Location: Leaving, California
480 posts, read 844,757 times
Reputation: 738
Quote:
Originally Posted by golfgal View Post
Yes, you can opt out and pay nothing now but then WE get to pay your medical bills--too bad, so sad, pay for your own care. Maybe you haven't needed it now, but you will eventually....
Every choice is potentially a cost to someone else; that's part of living in civil society. I don't have kids in school, but my taxes help pay for elementary schools. So based on your statement above, should I say "if you decide to have kids, too bad, so sad, pay for your own schools?"

If you object to people making you pay for their care, how do you square situations where everyone's paying for health insurance, and some people need oncology when you just have a case of the sniffles? In that case, aren't your premiums helping to pay for their care? Or how about if you need a heart/lung transplant, and the person right ahead of you on the transplant list is indigent and pays nothing?

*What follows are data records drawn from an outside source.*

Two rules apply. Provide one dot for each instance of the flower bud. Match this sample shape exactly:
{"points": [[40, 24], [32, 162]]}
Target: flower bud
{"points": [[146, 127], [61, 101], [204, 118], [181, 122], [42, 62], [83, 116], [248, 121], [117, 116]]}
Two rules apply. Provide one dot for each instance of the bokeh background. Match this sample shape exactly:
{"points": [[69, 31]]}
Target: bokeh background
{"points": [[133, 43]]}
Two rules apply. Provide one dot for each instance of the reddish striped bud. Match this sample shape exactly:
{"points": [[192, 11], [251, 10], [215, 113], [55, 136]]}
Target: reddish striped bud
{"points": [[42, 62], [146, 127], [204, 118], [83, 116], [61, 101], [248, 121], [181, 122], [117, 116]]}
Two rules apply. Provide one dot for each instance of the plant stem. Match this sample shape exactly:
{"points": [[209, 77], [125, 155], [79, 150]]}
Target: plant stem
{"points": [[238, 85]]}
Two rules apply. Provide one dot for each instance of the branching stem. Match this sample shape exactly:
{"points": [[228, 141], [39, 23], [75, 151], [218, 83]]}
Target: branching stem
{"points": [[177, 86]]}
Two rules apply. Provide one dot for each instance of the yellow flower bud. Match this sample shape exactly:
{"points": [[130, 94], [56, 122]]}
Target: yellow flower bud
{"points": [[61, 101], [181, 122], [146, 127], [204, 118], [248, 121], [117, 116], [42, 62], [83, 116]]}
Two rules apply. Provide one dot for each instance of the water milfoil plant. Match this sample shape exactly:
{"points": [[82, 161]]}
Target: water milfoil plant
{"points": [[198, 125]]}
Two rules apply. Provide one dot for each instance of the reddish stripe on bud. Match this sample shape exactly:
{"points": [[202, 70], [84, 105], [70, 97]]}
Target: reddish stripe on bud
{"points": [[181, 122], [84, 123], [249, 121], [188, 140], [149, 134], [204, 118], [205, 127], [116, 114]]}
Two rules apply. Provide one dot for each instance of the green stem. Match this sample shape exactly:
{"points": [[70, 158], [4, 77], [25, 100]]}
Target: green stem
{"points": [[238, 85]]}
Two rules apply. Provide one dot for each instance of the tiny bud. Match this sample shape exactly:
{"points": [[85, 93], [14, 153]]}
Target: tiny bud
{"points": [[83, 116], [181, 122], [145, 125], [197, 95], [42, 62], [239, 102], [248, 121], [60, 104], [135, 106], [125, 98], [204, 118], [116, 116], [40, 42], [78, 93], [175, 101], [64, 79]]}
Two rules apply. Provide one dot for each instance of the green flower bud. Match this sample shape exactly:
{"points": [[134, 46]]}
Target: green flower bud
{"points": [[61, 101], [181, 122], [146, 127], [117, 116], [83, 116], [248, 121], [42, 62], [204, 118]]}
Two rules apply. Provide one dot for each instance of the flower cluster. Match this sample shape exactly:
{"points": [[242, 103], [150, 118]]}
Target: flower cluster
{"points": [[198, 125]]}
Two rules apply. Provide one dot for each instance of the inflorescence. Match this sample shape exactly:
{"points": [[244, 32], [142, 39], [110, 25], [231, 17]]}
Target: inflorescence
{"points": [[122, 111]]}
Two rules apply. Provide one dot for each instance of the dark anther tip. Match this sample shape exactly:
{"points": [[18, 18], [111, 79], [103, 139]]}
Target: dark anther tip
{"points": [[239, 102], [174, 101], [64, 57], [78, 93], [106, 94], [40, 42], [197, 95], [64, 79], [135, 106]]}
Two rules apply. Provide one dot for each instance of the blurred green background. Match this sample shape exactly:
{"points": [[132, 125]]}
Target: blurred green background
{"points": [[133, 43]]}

Aren't you paying for their health care?

I think you're raising your cost as a separate issue, but like most people on the Pro-ACA side, your actual intention is to create an entitlement to address what you feel is a human rights issue. That intention is laudable, but I feel it's poor public policy.

The United States has always been about freedom and choice. People can reasonably object to trading those freedoms and choices for a managed future.

And it's disingenuous to claim that the ACA exchanges don't represent state management of healthcare. They are expanding government control. The ACA is nothing more than a starting point toward the single-payer system that it was modeled on. It's already transforming the medical system and the economy.